Livelihoods improve through developing local enterprises and carrying out alternative activities that generate some income and contribute to diminishing the social pressures around the protected areas. Twenty four eco-guides (also LCG members) have been trained in ecotourism providing ecotourism services or products, and receiving direct benefits including training, materials and equipment, experience exchanges, and improvement of education within their communities.
They are implementing evaluation tools such as questionnaires as well as producing information materials like brochures, factsheets and bird ID cards. Further activities include assisting researchers, establishment of plant nurseries and bee-keeping.

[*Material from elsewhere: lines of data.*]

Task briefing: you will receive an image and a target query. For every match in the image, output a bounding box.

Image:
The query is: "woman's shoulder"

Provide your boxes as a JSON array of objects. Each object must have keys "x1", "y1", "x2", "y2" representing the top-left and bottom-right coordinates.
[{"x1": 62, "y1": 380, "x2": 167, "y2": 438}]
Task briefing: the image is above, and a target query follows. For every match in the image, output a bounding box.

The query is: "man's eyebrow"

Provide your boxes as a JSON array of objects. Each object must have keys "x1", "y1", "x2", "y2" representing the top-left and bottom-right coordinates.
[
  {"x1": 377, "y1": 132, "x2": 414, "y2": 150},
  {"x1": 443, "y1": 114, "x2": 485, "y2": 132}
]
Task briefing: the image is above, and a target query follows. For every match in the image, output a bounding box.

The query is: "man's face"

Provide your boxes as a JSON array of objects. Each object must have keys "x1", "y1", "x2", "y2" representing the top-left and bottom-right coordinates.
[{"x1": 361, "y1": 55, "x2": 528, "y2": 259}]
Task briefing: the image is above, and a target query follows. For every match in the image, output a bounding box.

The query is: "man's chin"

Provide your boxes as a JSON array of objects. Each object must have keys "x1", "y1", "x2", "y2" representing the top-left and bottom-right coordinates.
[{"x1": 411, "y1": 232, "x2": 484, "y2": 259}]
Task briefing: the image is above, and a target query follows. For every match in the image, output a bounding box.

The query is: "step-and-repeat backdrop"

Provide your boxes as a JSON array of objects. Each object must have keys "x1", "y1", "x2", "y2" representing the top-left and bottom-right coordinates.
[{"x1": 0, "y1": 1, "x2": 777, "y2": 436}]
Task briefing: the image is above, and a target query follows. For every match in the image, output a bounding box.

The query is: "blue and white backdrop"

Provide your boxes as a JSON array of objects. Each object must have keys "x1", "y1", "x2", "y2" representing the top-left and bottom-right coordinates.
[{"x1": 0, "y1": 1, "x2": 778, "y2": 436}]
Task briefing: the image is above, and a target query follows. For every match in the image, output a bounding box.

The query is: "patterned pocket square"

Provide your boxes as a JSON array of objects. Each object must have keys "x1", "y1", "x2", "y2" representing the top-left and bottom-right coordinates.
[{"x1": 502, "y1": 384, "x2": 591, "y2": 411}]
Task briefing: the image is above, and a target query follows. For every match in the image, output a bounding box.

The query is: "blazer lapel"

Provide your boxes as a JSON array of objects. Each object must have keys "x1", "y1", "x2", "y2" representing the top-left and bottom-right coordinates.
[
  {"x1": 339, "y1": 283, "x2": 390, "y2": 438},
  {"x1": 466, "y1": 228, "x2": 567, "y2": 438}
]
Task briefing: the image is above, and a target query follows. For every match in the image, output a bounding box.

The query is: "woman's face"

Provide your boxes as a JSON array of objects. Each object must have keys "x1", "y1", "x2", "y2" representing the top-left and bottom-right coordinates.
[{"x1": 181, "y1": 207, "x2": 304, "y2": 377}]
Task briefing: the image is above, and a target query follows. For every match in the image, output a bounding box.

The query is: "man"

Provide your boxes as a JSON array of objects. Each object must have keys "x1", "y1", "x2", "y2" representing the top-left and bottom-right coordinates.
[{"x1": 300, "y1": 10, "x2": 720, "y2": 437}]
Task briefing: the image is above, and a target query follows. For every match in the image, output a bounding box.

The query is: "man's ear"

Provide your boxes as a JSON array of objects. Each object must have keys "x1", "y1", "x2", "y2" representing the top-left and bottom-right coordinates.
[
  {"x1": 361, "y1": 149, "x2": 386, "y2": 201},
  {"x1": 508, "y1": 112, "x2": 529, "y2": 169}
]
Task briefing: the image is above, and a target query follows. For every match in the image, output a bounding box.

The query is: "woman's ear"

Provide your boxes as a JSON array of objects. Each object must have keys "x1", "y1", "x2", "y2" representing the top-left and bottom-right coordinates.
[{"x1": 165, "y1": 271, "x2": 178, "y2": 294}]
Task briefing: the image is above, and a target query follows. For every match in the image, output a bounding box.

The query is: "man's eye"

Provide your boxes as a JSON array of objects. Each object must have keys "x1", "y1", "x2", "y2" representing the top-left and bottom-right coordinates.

This project would not have been possible without the continuous and generous support from a variety of donors, including Aage V Jensen Charity Foundation, Japanese International Cooperation Agency, MacArthur Foundation, Canadian International Development Agency, AECID, Finland Embassy in Venezuela, Proyecto Araucaria Project XXI Century, International Iguana Foundation, and Jaragua Rotary’s funds for Local Microenterprises.